Stagewise Development in Neural Networks
Read on LessWrongTLDR: This post accompanies The Developmental Landscape of In-Context Learning by Jesse Hoogland, George Wang, Matthew Farrugia-Roberts, Liam Carroll, Susan Wei and Daniel Murfet (2024), which shows that in-context learning emerges in discrete, interpretable developmental stages, and that these stages can be discovered in a model- and data-agnostic way by probing the local geometry of the loss landscape.
Four months ago, we shared a discussion here of a paper which studied stagewise development in the toy model of superposition of Elhage et al. using ideas from Singular Learning Theory (SLT). The purpose of this document is to accompany a follow-up paper by Jesse Hoogland, George Wang, Matthew Farrugia-Roberts, Liam Carroll, Susan Wei and Daniel Murfet, which has taken a closer look at stagewise development in transformers at significantly larger scale, including language models, using an evolved version of these techniques.
How does in-context learning emerge? In this paper, we looked at two different settings where in-context learning is known to emerge:
- Small attention-only language transformers, modeled after Olsson et al. (3m parameters).

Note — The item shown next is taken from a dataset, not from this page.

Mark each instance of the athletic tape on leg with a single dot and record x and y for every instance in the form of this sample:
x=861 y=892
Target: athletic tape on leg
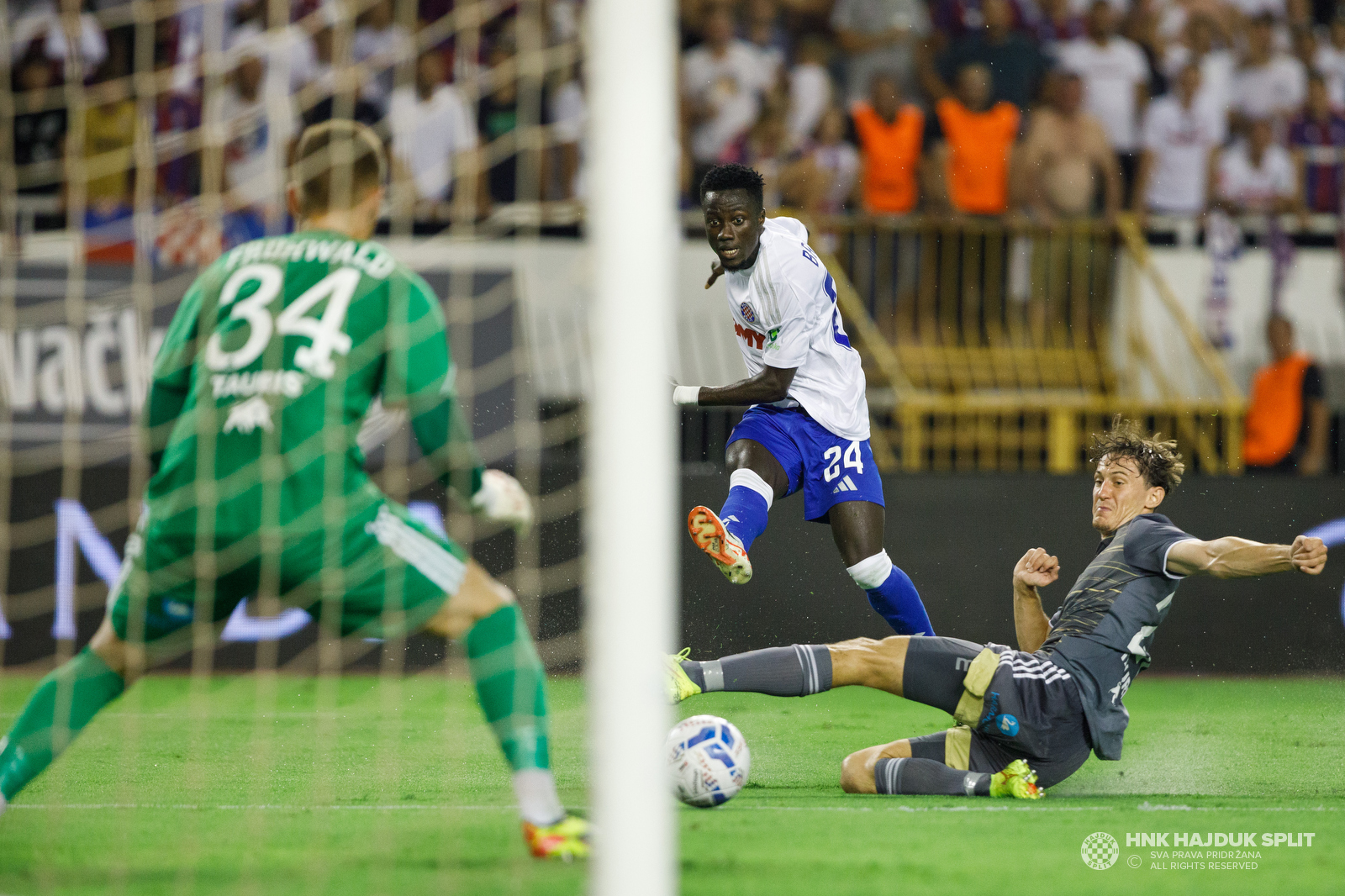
x=750 y=479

- Transformers trained to perform linear regression in context, modeled after Raventos et al. (50k parameters).
Changing geometry reveals a hidden stagewise development. We use two different geometric probes to automatically discover different developmental stages:
- The local learning coefficient (LLC) of SLT, which measures the “basin broadness” (volume scaling ratio) of the loss landscape across the training trajectory.
- Essential dynamics (ED), which consists of applying principal component analysis to (a discrete proxy of) the model’s functional output across the training trajectory and analyzing the geometry of the resulting low-dimensional trajectory.
In both settings, these probes reveal that training is separated into distinct developmental stages, many of which are “hidden” from the loss (Figures 1 & 2).
**Figure 1: The development of 2-layer attention-only language transformers. **
Neural networks undergo stagewise development. This is often not visible in the loss (top left) but can be discovered by the local learning coefficient (bottom left) and essential dynamics (right three columns).
Figure 2: The development of linear-regression transformers. Plateaus in the LLC and particular kinds of turning points in ED identify developmental milestones that separate distinct stages.
Developmental stages are interpretable**.** Through a variety of hand-crafted behavioral and structural metrics, we find that these developmental stages can be interpreted.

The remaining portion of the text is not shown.